I’m sitting here on a Friday evening at the tail-end of my first full week back at school (since last week was pock-marked with snow days) after returning from a week spent in Haiti with The Hands & Feet Project. At this point, the Haitian dust has settled a bit and the black sneakers I wore most of the week are now, almost, black again, as opposed to the tan hue they took on as a result of the dry, dusty conditions in Grand Goave.

The view of the mountains, just to the right, outside "Grandpa Rockwell's Kitchen"

The view of the mountains, just to the right, outside “Grandpa Rockwell’s Kitchen”

The beautiful view I had when I walked out our bedroom door each morning, just after waking to the sounds of roosters, however, left a huge impression on me. I’ve got photos of Haiti cycling through as a screen saver on my desktop at home and even the computer screen image of those mountains rising up, even further than the height on which the Hands & Feet Project’s Ikondo mission village is being built, makes me pause and sigh whenever I catch it out of the corner of my eye. It is a very, very special place, indeed.
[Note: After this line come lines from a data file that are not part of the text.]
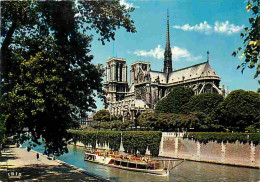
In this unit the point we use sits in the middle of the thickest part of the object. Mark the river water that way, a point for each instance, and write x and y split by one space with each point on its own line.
187 171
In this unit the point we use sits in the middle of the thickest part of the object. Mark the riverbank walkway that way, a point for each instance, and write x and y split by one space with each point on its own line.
17 164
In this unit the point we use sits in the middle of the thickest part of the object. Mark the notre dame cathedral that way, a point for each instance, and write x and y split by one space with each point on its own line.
147 86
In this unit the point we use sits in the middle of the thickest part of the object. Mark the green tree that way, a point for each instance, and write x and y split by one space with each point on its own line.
251 36
239 110
46 53
175 100
206 102
102 115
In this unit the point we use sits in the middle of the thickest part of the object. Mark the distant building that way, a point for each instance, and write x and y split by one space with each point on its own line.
147 86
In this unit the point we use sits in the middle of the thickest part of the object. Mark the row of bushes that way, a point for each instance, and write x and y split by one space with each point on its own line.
239 110
113 125
133 141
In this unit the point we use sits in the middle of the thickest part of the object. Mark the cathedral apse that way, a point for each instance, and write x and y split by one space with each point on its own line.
147 87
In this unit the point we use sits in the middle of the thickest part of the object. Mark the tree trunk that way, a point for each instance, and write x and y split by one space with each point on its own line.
4 53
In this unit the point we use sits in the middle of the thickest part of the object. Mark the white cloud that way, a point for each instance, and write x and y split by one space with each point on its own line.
225 27
127 5
202 27
177 54
219 27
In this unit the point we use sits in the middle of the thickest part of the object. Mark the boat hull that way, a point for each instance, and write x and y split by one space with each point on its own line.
161 172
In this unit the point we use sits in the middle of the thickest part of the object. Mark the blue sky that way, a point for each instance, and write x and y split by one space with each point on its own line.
196 26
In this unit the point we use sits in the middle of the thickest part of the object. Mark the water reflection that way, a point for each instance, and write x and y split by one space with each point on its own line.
187 171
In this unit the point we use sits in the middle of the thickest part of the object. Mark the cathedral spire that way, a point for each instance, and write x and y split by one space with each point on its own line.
167 52
168 45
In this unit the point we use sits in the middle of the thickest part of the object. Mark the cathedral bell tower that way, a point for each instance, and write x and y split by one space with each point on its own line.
167 52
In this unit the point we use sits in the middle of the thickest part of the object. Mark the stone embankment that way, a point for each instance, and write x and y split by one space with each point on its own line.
173 145
17 164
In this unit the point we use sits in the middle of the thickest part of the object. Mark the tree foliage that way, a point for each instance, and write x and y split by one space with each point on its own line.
102 115
46 53
113 125
175 100
134 141
251 36
239 110
206 102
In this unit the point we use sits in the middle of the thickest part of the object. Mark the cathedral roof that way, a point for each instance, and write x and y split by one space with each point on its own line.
201 70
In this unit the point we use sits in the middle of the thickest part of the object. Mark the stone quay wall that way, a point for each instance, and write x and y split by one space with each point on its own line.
175 146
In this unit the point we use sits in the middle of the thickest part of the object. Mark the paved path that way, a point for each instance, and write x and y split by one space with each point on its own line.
16 164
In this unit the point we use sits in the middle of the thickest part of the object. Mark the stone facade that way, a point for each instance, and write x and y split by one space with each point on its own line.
147 86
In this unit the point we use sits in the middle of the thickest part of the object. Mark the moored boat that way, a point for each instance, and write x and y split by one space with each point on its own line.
127 162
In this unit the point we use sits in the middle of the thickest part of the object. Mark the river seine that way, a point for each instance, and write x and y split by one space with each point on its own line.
187 171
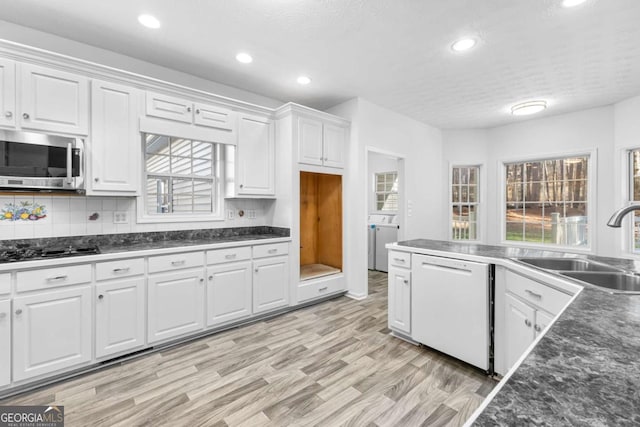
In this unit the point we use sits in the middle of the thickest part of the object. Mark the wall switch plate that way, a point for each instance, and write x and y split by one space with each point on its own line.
120 217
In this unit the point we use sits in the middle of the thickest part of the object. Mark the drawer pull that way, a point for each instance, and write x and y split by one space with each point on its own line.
533 294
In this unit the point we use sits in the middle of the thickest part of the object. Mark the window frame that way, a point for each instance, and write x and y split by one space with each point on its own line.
376 192
217 187
592 178
478 203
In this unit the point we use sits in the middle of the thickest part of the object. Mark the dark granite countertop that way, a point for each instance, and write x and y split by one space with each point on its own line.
585 371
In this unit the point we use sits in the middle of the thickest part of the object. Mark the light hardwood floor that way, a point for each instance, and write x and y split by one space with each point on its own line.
331 364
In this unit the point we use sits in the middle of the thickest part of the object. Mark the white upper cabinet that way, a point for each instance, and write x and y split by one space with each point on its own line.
53 100
255 156
185 111
7 93
321 144
115 139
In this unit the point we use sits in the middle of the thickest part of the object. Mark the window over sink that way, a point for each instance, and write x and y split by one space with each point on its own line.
181 178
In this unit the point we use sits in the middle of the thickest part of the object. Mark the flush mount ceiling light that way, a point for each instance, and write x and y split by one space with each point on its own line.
245 58
463 44
527 108
572 3
149 21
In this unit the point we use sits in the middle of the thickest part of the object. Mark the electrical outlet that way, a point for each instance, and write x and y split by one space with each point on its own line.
120 217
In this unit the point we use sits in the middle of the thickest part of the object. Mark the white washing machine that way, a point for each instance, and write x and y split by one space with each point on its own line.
382 229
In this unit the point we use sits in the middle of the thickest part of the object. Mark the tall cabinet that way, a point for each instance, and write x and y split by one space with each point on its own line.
310 198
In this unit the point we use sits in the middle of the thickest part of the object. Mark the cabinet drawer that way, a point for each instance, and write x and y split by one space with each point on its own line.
45 278
399 259
122 268
319 289
536 293
274 249
5 283
175 261
220 256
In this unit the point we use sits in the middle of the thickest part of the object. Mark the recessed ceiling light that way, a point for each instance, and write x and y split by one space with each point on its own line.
527 108
149 21
463 44
245 58
572 3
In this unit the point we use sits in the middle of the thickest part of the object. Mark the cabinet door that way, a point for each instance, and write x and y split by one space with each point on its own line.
169 107
310 141
115 140
270 283
5 342
51 331
334 138
119 316
519 332
543 320
176 304
400 299
7 93
214 117
255 156
228 292
54 100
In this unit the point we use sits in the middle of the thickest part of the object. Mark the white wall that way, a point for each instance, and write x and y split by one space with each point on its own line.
377 163
50 42
580 132
420 145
Today as I was working toward the end of a particularly stressful week I made the comment to more than one person that, while I was in Haiti, I worked harder, physically, than I normally do during a day’s work and I ended up falling right to sleep each evening in Haiti, despite the heat, because, quite simply, I was tired. But, throughout that whole week I wasn’t stressed in even the least bit. It was a joy to be there. I knew that, though, my contributions were relatively small, in comparison to most of the other guys who had a good deal more experience with contracting work, every single thing I did was helping to advance the development of the Hands & Feet Project Children’s Village at least a little bit. Having the chance to be there and to contribute, in even the small manner that I did, to the beautiful work that The Hands & Feet Project does in an area where the need is so desperate was a distinct and humbling honor.
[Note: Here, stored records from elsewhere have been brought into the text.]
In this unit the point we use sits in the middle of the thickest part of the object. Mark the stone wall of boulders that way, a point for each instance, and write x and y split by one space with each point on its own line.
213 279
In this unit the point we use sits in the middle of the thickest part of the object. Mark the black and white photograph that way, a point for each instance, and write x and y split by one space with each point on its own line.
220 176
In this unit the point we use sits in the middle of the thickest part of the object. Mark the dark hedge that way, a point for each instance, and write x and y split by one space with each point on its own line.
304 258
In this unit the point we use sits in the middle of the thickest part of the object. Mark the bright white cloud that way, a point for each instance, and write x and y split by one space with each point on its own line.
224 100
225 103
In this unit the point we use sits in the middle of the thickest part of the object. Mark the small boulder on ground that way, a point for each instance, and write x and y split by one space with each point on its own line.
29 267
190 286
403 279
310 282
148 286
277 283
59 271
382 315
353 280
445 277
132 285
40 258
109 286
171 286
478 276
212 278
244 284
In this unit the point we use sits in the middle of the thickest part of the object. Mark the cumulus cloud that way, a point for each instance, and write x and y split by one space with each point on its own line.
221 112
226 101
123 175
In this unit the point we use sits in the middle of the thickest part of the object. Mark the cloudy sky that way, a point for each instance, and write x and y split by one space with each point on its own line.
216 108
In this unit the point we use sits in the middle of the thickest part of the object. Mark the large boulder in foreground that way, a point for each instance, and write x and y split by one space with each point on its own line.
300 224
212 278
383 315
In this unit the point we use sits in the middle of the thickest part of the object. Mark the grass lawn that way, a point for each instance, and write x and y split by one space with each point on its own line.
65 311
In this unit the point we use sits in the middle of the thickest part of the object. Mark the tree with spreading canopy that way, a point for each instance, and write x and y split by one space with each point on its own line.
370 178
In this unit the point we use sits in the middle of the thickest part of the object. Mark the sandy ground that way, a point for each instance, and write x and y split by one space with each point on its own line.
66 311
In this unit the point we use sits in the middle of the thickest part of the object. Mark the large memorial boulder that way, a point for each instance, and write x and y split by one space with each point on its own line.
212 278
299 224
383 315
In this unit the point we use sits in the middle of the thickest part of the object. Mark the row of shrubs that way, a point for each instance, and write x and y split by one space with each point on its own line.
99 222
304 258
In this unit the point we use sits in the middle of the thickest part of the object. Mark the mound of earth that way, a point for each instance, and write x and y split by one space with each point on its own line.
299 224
Hands & Feet Project co-director Andrew Sutton's shirt: "However, I consider my life worth nothing to me; my only aim is to finish the race and complete the task the Lord Jesus has given me—the task of testifying to the good news of God’s grace." -Acts 20:24

Hands & Feet Project co-director Andrew Sutton’s shirt:
“However, I consider my life worth nothing to me; my only aim is to finish the race and complete the task the Lord Jesus has given me—the task of testifying to the good news of God’s grace.” -Acts 20:24

Quite honestly, it has been a challenge to make the transition back to working in a public school in the U.S. where even the most economically disadvantaged students have it far better than the average Haitian child. The adults, too, are all too often, too tangled in their own webs of stress, career goals, and politics to stop and realize just how fortunate we really are to live in America. Though, I should say that it isn’t really a matter of realizing how fortunate we are to live here, but, instead, to realize how fortunate we are to have the opportunity to consume here because, really, that is what we do.
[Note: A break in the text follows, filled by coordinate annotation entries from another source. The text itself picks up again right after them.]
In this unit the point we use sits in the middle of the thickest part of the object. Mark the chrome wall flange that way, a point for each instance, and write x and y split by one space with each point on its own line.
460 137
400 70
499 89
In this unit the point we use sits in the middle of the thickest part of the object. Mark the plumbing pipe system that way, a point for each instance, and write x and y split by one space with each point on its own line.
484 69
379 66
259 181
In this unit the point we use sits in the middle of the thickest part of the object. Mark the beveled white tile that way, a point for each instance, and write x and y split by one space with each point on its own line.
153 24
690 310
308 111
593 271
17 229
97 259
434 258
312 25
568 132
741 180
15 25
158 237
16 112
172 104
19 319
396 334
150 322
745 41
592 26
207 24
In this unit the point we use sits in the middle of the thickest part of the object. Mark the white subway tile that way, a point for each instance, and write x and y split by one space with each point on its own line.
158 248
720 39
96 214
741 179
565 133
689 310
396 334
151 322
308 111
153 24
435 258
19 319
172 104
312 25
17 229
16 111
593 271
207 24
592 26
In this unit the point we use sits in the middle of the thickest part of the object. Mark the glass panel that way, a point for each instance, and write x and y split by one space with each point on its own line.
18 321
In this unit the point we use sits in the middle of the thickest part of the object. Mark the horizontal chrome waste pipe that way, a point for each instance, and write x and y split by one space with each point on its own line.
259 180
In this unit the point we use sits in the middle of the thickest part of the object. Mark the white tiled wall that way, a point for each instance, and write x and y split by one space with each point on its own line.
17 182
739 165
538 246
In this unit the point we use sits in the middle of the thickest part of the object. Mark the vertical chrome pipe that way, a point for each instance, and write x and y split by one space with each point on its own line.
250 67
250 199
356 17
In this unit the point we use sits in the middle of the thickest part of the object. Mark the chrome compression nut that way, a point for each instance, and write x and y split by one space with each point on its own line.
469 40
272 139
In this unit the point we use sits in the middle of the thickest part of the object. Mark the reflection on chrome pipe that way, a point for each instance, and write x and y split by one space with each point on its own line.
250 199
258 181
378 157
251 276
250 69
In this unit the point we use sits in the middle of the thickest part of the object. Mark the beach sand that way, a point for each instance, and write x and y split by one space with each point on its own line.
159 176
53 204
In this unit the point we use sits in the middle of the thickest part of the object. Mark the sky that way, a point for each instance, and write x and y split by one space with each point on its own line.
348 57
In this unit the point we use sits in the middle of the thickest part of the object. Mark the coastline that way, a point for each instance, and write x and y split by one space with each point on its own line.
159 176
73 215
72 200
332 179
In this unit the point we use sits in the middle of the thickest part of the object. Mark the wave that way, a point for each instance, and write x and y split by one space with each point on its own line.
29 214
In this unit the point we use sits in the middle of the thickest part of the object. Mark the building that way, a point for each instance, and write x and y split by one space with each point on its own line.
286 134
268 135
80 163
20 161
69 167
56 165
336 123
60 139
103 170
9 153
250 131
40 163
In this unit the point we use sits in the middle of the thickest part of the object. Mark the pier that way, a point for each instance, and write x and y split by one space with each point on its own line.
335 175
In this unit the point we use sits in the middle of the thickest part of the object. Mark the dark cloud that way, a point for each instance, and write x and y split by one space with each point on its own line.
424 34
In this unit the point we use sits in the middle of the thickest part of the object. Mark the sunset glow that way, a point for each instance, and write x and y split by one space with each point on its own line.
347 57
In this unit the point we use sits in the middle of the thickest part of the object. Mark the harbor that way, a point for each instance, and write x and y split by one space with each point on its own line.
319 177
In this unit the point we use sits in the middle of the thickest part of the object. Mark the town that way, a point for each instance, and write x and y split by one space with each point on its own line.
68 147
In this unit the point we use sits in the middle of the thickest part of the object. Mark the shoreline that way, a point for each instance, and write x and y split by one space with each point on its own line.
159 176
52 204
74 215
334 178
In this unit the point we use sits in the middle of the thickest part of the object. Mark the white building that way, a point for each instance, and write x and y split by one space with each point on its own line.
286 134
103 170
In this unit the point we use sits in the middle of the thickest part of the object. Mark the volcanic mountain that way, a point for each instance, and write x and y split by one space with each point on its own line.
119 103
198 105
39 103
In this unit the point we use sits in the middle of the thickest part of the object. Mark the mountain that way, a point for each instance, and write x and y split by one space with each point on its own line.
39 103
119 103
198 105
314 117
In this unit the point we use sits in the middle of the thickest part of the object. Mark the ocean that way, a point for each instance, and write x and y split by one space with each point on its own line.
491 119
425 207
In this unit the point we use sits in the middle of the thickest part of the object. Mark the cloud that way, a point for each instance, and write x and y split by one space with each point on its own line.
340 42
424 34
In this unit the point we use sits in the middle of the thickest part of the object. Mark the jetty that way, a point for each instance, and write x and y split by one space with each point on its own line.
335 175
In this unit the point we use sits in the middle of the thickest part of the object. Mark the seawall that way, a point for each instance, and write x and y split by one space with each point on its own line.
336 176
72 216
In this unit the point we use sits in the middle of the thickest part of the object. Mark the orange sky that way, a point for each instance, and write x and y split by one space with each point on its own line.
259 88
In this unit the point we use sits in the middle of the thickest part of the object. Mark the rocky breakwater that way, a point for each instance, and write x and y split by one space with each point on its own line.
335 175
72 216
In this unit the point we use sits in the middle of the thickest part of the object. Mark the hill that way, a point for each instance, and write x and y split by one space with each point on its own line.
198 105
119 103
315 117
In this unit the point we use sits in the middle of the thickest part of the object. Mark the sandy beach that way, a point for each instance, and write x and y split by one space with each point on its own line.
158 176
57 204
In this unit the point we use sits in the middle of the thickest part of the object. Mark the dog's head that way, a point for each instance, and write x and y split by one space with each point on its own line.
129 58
The U.S.A., it seems, is much more characteristic of the moniker: United States of Consumerism. Too many of us, because we haven’t had the chance to step out and see the big picture, aren’t really living. As teachers we work so hard to write lesson plans that will “engage students” (teacher-speak for holding the interest of over-stimulated American children for several minutes in a row), employ technology in the classroom as much as possible, raise district test scores, and placate all of the public stake-holders in an increasingly political occupation that we lose touch with the idea of connecting with humanity. Some of us, it seems, don’t even know what it is anymore. I can say this because these are the conditions that I teach in and I feel the pressures each day, hence the stress.

But, the fact that I’ve had a chance, now, to, not just view a news clip or read an article, but, to actually be in the poorest country on this half of the earth and see just how wide the gap is between the haves and have-nots, has made it truly difficult for me to reconcile, not only the luxuries of my daily life with knowing the profound needs in theirs, but, also the disproportionate amount of energy, time, and stress that goes into trying to “race to the top” in public education with the seemingly little good that it actually does for American kids, let alone the ones who really need the most help.

With Angie and Andrew Sutton, long term American missionaries and directors of the Grand Goave/Ikondo Hands & Feet Project Children's Village sites

With Angie and Andrew Sutton, long-term American missionaries and directors of the Grand Goave/Ikondo Hands & Feet Project Children’s Village sites

Don’t get me wrong. I have some wonderful kids in my classroom every day and being there to witness connections being made, goals being achieved, and confidence being built is an awesome privilege and responsibility, but, it really seems like the cost to benefit ratio is becoming more and more expensive when I know that, dollar for dollar, thought for thought, and pound for pound, there is such a serious and desperate need for investment elsewhere.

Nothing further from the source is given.